Screenshot 2026 01 20 At 11.28.13 AM 1024x755

THE TRAP HOUSE

A somatic-horror short: A drug-addict enters a supernatural trap house that feeds on dependency. When it refuses to let him leave, he must find the motivation to escape.

Fiscally sponsored by The Gotham Film & Media Institute.

A MODERN FABLE

In a modern fable, Jonah enters a supernatural house that feeds on dependency, a closed system where occupants are physically bound to their vice. When escape becomes impossible, he must face his own addiction, reject the Trap House’s seduction, and battle its crushing resistance to reach what is waiting for him outside.

The Trap House is thematically about dependency and agency, where salvation is not given freely but must be fought for, one step at a time.

CORINTHIANS 10.13

No temptation has overtaken you except what is common to mankind. And God is faithful; he will not let you be tempted beyond what you can bear. But when you are tempted, he will also provide away out so that you can endure it.

DIRECTOR’S STATEMENT

The Trap House is a surreal psychological horror that operates as a modern fable about dependency. Driven equally by setting and character, I wanted to explore the traps we choose for ourselves and the systems of dependency that we embrace but ultimately do us harm.

Every character within the house is bound to something external, drugs, escapism, love, and the house itself functions as a closed ecosystem that feeds on those needs. It is not simply a location, but an active antagonist: a living structure sustained by the inability of its inhabitants to let go.

Two of the film’s central characters draw from Old Testament archetypes. Jonah is a man resisting transformation, forced into confinement and reckoning, not by a whale, but by a house that swallows him whole. His suffering is a sustained physiological and psychological pressure that demands self-reflection. Ruth, another inhabitant, remains tethered by loyalty to someone who cannot yet leave, for her escape is possible but emotionally unbearable.

The house’s address, 10:13 Corinth, references 1 Corinthians 10:13, a verse about temptation and endurance. A way through exists, but it is painful and requires genuine spiritual growth. The exit is not hidden; it is resisted. 

The film externalizes addiction and dependency as a physical force. The narrative is experienced through a lens of somatic horror: a visual language that renders internal psychological states as tangible, bodily experiences. The space stretches, breathes, and pushes back. The horror does not come from what is seen, but from what is felt. The audience is invited to experience this physical pressure.

I’ve chosen to reject the familiar aesthetics of “gritty drug drama,” finding influence instead in a heightened emotional color palette. Visually, the film establishes a decisive contrast between the Trap and Reality. Inside the house, deep ambers, yellows, and shadowed tungsten warmth create a seductive yet hidden space. Reality is defined by cold blues: rain outside, the glow of a television screen, and the piercing light of the Glowfly. High-contrast lighting and practical techniques ground the surrealism in a tactile, physical world.

The film relies on in-camera effects: dolly zooms that stretch hallways, subtle lighting shifts, and spatial distortions that feel physically present rather than digitally imposed.

A core mixed-media element is Barnaby and The Glowfly, a custom 3D-animated show-within-the-film that mirrors Jonah’s internal fracture. Its innocent aesthetic, juxtaposed against the live-action struggle, creates dissonance that underscores the tragedy of addiction and the arrested development of the house’s Dealer.

Sound design treats the house as a living organism. Beyond creaks and ambience, the palette is digestive: walls groan and pipes swallow. The score is built around a single hypnotic organ motif inspired by Light My Fire by The Doors. This melody mutates and intensifies in sync with Jonah’s psychological state, structuring the film’s pacing and escalation.
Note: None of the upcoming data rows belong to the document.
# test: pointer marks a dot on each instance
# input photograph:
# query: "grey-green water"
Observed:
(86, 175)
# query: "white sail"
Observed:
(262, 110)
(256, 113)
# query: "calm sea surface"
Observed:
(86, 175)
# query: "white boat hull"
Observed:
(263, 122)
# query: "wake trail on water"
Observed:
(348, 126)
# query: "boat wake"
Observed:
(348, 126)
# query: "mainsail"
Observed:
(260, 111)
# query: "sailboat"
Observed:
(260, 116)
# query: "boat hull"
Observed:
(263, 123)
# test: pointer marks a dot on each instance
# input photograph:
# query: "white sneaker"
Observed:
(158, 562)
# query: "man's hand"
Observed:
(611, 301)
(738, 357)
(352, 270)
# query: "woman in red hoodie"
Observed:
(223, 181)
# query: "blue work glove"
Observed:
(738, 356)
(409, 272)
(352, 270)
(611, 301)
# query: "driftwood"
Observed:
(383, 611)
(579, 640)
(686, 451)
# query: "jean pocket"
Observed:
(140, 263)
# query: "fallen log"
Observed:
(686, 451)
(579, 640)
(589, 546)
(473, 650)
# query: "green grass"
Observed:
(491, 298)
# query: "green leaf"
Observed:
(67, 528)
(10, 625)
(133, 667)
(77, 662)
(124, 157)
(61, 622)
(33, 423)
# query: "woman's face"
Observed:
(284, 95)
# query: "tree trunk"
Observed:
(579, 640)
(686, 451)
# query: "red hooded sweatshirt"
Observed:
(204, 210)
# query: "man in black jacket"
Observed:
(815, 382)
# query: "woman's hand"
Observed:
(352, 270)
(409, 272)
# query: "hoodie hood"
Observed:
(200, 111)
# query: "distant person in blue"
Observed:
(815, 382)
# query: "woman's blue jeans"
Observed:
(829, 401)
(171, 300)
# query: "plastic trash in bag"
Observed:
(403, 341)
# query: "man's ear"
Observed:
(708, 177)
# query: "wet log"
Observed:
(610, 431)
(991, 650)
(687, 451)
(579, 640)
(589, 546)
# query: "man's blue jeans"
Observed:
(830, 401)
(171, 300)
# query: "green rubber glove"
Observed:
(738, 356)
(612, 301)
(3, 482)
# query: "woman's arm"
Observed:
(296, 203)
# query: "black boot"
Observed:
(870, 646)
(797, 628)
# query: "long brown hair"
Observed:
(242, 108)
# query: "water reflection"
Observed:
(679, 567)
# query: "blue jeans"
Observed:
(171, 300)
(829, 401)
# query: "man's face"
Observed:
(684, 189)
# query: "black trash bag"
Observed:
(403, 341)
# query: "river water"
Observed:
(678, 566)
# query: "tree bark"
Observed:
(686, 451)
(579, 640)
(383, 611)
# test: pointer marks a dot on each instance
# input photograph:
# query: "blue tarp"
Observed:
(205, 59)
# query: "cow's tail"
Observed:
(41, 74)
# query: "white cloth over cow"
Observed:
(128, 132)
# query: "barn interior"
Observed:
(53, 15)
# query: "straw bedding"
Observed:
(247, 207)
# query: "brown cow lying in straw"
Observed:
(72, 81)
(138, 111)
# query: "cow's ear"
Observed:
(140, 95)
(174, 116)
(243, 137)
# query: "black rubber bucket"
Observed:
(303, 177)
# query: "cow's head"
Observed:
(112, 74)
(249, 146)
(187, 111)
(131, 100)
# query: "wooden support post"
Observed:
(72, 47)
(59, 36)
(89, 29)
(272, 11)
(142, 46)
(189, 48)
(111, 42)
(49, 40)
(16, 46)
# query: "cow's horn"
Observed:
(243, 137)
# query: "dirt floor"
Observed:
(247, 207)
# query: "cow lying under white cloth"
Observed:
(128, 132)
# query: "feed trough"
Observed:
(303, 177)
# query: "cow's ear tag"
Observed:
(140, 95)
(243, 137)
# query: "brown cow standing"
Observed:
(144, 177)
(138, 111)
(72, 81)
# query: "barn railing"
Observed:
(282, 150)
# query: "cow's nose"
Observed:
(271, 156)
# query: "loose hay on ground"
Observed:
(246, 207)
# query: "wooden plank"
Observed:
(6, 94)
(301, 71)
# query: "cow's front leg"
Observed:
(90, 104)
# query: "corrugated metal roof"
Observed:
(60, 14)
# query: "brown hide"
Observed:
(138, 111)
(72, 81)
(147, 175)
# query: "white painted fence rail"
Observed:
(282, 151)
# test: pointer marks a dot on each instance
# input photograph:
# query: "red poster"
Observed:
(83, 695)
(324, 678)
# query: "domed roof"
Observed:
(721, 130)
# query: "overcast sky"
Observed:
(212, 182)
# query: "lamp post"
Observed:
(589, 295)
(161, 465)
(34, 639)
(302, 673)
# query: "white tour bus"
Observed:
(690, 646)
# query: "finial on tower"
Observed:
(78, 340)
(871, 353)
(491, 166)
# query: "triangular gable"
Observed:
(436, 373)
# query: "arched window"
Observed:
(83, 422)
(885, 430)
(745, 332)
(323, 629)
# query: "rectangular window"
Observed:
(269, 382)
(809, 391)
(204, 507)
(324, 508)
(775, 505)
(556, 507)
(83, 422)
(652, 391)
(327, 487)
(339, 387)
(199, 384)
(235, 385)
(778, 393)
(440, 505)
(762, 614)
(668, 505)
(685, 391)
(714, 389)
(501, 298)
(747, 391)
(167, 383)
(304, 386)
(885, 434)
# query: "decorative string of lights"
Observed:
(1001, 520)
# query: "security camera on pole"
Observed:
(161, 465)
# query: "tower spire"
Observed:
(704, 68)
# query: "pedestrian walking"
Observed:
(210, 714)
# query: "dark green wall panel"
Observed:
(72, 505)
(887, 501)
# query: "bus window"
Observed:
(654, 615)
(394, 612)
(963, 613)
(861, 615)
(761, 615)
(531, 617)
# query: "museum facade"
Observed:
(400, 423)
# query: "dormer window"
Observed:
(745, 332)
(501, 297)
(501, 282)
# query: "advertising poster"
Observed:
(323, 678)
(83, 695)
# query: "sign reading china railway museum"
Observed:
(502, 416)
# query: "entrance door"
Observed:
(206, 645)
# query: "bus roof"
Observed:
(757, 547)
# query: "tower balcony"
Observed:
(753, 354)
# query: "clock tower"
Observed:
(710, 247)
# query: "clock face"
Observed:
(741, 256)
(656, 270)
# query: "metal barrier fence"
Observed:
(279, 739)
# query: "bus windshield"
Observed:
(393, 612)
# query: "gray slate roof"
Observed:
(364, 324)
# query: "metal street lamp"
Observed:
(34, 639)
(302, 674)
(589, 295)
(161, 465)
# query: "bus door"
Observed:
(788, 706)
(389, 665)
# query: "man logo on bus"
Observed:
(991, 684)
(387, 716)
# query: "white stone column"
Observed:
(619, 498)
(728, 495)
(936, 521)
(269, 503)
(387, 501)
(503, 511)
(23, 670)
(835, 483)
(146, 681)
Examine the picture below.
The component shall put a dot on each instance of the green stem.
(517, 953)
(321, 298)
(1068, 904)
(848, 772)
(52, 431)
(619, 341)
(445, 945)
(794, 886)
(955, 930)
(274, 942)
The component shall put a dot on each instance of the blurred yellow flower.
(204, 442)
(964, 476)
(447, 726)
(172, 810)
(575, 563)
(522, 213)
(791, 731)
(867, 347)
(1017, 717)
This short serves as a proof-of-concept for a scalable anthology format in which the house remains the antagonist while its inhabitants change, demonstrating my approach to high-concept storytelling rooted in character.

MOOD BOARD: THE LOOK OF THE FILM

38 in the mood for love

Concept Art created by our animation lead, Matt O’Donnell

Inside The Trap House a television glows, “Barnaby and the Glowfly”. A deceptively innocent animated children’s cartoon that captivates the Dealer and reflects our protagonists internal fracture and spiritual battle.